多分大沢君は分かっているのだ。菅生さんが視界に入るたびに湖山の集中の弓が緩む事も、ROMを届けに行く日にいつもどこか浮き足立っている事も。もしかしたら、その事で一つ前の恋が終わってしまった事すら。いつからか湖山の胸の中にほぐれない糸があり続けて、解こうとしたらまた結ばってしまうみたいな、そんなおかしな恋を一年半も続けているその事を。

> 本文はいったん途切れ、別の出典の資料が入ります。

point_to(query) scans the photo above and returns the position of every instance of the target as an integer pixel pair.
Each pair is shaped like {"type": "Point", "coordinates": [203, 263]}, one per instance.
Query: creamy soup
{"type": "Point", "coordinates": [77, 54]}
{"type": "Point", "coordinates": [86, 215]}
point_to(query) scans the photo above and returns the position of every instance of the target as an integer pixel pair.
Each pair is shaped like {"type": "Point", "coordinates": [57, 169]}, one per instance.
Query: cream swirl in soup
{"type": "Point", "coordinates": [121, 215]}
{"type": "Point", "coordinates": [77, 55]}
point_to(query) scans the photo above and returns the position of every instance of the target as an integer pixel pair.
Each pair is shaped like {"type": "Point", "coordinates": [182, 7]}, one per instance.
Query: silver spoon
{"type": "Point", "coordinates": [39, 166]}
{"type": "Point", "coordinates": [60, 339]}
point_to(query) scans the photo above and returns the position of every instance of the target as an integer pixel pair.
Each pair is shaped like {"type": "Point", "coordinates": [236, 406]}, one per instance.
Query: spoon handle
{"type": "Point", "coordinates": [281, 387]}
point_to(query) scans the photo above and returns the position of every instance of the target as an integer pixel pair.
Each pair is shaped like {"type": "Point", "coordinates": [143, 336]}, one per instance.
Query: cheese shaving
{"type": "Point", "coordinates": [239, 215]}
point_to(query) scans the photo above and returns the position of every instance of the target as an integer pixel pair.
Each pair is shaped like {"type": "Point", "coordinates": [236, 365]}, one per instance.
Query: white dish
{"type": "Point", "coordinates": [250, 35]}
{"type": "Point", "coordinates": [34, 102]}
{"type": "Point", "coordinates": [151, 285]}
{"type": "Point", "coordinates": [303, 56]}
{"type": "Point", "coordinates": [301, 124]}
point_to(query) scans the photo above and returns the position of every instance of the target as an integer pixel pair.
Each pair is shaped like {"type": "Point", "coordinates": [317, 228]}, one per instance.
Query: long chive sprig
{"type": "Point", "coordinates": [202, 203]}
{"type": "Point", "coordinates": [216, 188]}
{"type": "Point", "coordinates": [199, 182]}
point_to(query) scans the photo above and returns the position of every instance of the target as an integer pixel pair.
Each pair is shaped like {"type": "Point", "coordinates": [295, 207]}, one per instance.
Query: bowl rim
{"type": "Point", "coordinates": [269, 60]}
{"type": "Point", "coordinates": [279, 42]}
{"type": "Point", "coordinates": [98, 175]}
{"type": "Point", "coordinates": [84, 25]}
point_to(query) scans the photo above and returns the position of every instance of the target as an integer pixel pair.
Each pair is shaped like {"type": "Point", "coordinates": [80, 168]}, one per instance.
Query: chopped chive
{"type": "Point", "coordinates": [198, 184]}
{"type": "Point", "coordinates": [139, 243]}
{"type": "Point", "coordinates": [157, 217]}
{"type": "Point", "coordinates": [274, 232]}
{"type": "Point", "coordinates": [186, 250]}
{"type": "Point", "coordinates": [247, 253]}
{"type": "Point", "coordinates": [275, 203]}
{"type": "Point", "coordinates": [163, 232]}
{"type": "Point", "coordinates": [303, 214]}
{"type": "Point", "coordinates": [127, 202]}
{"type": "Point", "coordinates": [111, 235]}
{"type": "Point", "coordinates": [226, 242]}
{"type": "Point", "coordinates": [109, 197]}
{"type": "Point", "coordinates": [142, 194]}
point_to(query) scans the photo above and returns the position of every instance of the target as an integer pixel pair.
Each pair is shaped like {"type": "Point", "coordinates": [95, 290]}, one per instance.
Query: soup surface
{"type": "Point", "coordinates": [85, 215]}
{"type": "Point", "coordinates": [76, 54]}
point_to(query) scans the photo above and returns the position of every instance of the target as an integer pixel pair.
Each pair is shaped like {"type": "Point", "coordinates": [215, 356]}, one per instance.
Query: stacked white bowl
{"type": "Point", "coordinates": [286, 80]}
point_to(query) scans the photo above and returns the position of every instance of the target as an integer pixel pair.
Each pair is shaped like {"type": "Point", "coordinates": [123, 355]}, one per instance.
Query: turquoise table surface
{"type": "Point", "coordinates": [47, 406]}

焼肉を食べて最終に近い電車で帰った湖山は、水槽にぱらぱらと餌を振って、またぼんやりと水槽を眺めていた。息せき切って席に着く菅生さんの姿が目にちらつく。水槽の中を熱帯魚が何か自分の気持ちの振れ具合と共鳴するように行ったり来たりしていた。湖山は何十分でもそうしていた。青い水槽を見つめながら彼は不意に写真のことを思い出した。この一年間撮り続けてきた休日の写真がいい加減溜まっていたのを整理してみようと思っていたのだ。いまがその時だと思った。写真を整理しながら、うまくすれば自分のこの気持ちにも整理がつくかもしれない。

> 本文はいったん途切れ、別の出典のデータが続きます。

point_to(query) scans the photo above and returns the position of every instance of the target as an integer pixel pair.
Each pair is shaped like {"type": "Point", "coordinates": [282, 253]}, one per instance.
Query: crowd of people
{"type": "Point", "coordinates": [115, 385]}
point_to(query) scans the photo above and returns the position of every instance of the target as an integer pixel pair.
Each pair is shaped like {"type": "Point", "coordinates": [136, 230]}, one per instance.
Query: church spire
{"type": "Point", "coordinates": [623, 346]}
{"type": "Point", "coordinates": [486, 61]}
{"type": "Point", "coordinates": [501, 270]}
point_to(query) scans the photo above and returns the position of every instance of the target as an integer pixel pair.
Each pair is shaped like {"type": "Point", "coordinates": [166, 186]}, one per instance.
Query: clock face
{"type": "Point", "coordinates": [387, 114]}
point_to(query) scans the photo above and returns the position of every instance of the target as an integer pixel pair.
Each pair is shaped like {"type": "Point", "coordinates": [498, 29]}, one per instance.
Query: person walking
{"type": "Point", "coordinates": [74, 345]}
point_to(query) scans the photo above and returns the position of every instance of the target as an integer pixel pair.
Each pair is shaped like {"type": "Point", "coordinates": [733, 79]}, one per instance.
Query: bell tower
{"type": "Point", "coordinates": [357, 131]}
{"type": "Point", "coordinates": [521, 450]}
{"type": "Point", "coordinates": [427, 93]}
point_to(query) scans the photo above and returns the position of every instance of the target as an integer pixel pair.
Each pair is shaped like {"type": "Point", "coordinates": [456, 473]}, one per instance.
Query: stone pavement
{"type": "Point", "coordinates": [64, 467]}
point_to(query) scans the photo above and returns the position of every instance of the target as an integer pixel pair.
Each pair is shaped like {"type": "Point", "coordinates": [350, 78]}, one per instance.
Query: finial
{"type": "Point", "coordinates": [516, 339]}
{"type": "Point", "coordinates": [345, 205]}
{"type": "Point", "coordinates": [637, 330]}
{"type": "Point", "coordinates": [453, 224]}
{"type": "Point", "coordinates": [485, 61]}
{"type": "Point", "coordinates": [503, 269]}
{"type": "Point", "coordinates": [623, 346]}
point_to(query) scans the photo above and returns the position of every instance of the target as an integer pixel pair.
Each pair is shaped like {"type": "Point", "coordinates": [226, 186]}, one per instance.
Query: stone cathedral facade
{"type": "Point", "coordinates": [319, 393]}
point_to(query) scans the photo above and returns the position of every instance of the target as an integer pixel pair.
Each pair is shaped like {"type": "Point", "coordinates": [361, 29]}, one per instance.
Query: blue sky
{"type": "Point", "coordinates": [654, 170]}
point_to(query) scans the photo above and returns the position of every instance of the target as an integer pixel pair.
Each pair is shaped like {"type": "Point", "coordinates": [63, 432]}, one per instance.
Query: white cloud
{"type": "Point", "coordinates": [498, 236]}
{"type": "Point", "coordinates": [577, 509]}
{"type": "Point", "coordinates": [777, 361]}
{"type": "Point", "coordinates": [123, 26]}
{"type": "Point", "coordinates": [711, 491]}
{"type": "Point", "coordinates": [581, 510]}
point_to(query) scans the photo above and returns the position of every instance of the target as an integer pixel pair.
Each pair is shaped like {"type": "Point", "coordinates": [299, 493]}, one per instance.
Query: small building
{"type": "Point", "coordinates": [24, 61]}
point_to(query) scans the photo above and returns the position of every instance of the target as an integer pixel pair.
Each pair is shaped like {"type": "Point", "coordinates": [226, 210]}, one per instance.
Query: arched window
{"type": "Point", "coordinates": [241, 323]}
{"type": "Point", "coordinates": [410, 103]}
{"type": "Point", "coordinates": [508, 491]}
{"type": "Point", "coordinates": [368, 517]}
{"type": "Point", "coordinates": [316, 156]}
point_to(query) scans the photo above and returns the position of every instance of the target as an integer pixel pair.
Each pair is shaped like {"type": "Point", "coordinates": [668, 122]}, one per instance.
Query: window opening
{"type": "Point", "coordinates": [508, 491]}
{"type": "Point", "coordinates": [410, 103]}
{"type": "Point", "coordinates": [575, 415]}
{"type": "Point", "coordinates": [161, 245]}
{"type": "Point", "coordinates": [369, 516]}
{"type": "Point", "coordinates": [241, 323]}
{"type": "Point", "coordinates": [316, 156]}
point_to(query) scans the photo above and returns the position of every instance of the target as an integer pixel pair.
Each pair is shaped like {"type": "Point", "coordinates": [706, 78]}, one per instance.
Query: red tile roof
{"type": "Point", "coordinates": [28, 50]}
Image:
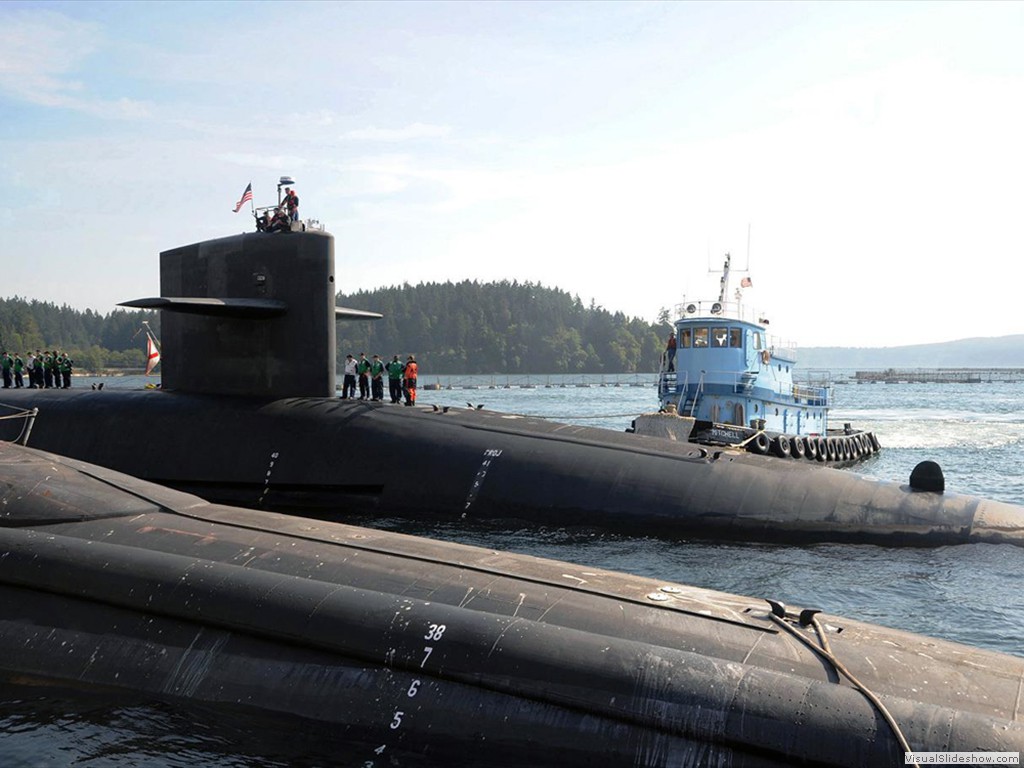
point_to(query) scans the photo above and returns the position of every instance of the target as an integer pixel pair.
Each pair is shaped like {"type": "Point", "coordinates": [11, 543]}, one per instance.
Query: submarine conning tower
{"type": "Point", "coordinates": [250, 314]}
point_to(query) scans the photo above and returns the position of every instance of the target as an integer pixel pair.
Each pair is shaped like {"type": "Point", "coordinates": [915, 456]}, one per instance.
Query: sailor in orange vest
{"type": "Point", "coordinates": [411, 371]}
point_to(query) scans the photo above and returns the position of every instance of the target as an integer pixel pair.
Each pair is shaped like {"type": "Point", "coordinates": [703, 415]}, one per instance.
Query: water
{"type": "Point", "coordinates": [972, 594]}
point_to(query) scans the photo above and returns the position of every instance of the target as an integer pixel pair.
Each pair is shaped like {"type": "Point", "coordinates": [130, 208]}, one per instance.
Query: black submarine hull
{"type": "Point", "coordinates": [428, 649]}
{"type": "Point", "coordinates": [329, 457]}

青葉の美しいトンネル、まぶしい光の中に戯れる子ども達、宇宙船の忘れ物のような遊具、一年の内ほんの一ヶ月だけ異次元になるような真夏の海、そしてそのポケットが閉じた後の砂浜、燃える紅葉が囁いている冬の訪れ、寺社の白壁が続く道、冬の中に閉じ込められてしまった光のページェント、極楽の入り口のような梅林・・・。

どうして、彼女に惹かれたんだろう。
どうして、こんな風に想い続けることができたのだろう。
彼女に抱き続けてきた幻想を一枚、一枚と剥いでいったら、一体何が残るのだろう。


それを見てみたい、と思った。何が残るのか、見てやろうじゃないか。あの日に始まった自分の恋は「幻」に対する恋だったかもしれない。自分が作り上げた菅生さんという幻に対する恋。でも、この恋心は、幻ではない。幻に抱き続けたホンモノの恋心だ。一枚一枚剥いだ先に僕は何を思うんだろうか?青いトンネルの向こうに見えるもの、遊具に戯れる自分の想い、波間に浮かぶ何か、砂浜に埋められたもの、訪れる足音、その道の先に閉じ込められたもの。そして始まるもの。

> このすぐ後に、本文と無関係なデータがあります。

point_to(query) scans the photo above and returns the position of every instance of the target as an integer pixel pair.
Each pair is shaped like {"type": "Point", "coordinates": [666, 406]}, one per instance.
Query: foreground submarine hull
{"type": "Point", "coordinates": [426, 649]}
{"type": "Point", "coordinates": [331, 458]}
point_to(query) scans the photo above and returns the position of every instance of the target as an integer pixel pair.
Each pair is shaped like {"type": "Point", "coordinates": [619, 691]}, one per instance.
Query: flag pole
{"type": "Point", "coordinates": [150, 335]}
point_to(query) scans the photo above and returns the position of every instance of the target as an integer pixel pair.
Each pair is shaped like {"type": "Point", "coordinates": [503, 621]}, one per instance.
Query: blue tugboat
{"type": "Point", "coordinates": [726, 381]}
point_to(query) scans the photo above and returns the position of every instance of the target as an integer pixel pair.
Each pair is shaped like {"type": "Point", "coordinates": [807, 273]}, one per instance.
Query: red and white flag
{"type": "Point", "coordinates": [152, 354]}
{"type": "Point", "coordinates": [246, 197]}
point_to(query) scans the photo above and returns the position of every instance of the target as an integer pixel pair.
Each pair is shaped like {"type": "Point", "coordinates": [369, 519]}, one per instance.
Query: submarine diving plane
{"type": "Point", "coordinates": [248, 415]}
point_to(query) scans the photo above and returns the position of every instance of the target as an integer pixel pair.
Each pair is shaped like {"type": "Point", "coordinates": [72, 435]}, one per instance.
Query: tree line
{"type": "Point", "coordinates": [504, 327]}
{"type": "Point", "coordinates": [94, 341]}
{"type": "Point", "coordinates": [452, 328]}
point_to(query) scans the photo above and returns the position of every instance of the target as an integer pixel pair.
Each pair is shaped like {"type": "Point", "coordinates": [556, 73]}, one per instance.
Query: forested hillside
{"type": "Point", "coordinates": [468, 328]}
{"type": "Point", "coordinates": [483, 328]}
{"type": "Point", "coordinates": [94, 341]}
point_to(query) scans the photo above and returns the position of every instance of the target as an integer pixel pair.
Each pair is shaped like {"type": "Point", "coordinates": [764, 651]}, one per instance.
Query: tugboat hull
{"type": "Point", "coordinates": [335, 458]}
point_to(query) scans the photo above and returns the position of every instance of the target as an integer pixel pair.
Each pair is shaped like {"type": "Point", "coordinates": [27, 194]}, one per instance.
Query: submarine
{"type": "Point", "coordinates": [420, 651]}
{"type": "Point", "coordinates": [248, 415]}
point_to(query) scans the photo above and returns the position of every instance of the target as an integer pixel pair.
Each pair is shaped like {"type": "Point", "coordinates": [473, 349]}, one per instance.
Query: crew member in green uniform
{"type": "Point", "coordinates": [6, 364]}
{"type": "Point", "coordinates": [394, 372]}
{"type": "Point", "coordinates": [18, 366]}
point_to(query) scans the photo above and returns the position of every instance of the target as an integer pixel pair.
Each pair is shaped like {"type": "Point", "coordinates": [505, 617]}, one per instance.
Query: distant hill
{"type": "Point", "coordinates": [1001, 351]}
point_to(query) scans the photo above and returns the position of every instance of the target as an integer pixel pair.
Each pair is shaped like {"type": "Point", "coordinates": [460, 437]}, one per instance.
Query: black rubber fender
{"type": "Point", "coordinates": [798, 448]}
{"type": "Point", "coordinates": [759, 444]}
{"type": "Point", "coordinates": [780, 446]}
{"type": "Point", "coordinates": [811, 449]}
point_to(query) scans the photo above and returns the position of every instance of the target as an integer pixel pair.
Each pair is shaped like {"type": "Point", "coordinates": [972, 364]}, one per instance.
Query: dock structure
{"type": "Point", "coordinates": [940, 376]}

この写真を見てもらいたい。彼女に。そして伝えよう。君の幻に恋してきたのだ、と。君の手で、この幻を一枚一枚剥いでいって欲しいのだと。幻を剥いで行った後に残る本物の君の芽を、僕は慈しむことができるのだろうか、それを知りたいのだと。


ひたひたと、彼の素足が床を鳴らす。静かな夜更け。たった一人でいることに慣れ過ぎてしまった。湖山はグラスに一杯の水を飲んだ。